Figure 3: Earnings and Prices for the MSCI World Index
Source: Factset, State Street Global Advisors as of 27 October 2022. MSCI World Index is calculated in local currency. Earnings are aggregate estimates for the MSCI World Index for the next 12 months. Past performance is not a reliable indicator of future performance. Index returns are unmanaged and do not reflect the deduction of any fees or expenses. Index returns reflect all items of income, gain and loss and the reinvestment of dividends and other income as applicable.
The bulk of economic indicators are now pointing towards continued economic contraction and the risk to earnings continues to build.
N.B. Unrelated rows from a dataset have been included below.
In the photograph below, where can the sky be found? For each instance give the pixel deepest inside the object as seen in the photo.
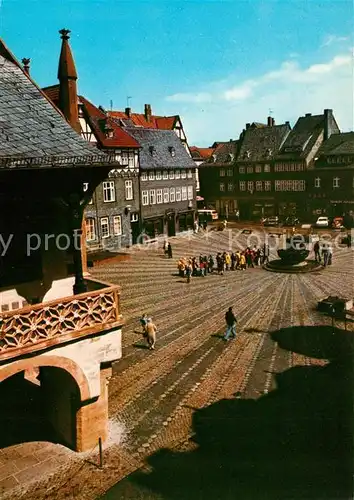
(217, 64)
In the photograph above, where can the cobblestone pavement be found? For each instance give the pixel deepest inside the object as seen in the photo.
(207, 400)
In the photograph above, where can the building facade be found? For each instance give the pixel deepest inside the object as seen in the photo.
(167, 182)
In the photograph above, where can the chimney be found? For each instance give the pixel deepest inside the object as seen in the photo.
(328, 117)
(67, 76)
(147, 112)
(26, 64)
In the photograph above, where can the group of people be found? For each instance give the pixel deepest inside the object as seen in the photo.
(226, 261)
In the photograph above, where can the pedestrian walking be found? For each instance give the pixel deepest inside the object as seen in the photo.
(231, 321)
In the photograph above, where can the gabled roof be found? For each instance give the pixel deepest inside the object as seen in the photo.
(161, 149)
(304, 135)
(30, 126)
(98, 120)
(139, 120)
(337, 144)
(262, 144)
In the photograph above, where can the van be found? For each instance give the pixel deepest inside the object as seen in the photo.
(208, 215)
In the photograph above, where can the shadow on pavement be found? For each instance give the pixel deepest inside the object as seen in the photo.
(292, 443)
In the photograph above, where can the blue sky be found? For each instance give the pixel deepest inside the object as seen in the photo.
(219, 64)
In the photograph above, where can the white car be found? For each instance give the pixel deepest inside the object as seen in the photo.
(322, 222)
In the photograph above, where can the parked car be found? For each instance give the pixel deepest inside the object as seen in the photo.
(271, 221)
(322, 222)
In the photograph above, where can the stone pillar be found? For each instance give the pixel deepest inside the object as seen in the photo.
(92, 418)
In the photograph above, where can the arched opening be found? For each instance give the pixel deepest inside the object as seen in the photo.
(39, 404)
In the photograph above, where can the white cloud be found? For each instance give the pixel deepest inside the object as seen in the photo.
(221, 110)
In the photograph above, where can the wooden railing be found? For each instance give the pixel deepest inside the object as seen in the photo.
(39, 326)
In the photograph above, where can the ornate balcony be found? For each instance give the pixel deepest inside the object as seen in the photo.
(37, 327)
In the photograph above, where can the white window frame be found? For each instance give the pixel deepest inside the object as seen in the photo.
(152, 197)
(166, 195)
(129, 190)
(117, 225)
(90, 229)
(109, 189)
(104, 222)
(145, 197)
(159, 198)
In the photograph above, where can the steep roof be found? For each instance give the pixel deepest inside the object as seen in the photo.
(156, 149)
(304, 135)
(139, 120)
(338, 144)
(30, 126)
(99, 120)
(262, 144)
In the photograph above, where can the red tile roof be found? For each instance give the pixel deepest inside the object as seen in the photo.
(139, 119)
(98, 120)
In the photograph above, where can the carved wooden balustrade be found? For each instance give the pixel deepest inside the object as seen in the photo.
(39, 326)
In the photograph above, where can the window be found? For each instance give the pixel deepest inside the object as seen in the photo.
(128, 190)
(90, 229)
(104, 227)
(166, 195)
(117, 225)
(145, 197)
(152, 197)
(108, 191)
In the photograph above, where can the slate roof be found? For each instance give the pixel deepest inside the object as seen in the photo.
(337, 144)
(303, 136)
(31, 127)
(98, 120)
(161, 156)
(262, 144)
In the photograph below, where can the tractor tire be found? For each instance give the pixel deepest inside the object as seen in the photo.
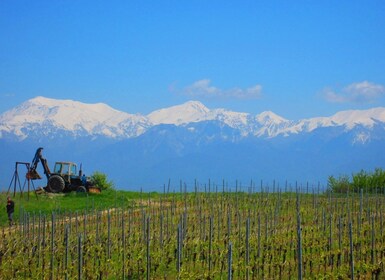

Adding to the valuation concerns are higher long term interest rates which imply lower equity multiples and the more uncertain economic environment which increases investor risk aversion further suggesting lower valuation multiples can be justified in the current environment.
Valuation opportunities often come with extra risk and require extra scrutiny to understand the earnings trend. With tighter monetary policy yet to fully play out global earnings risk grows.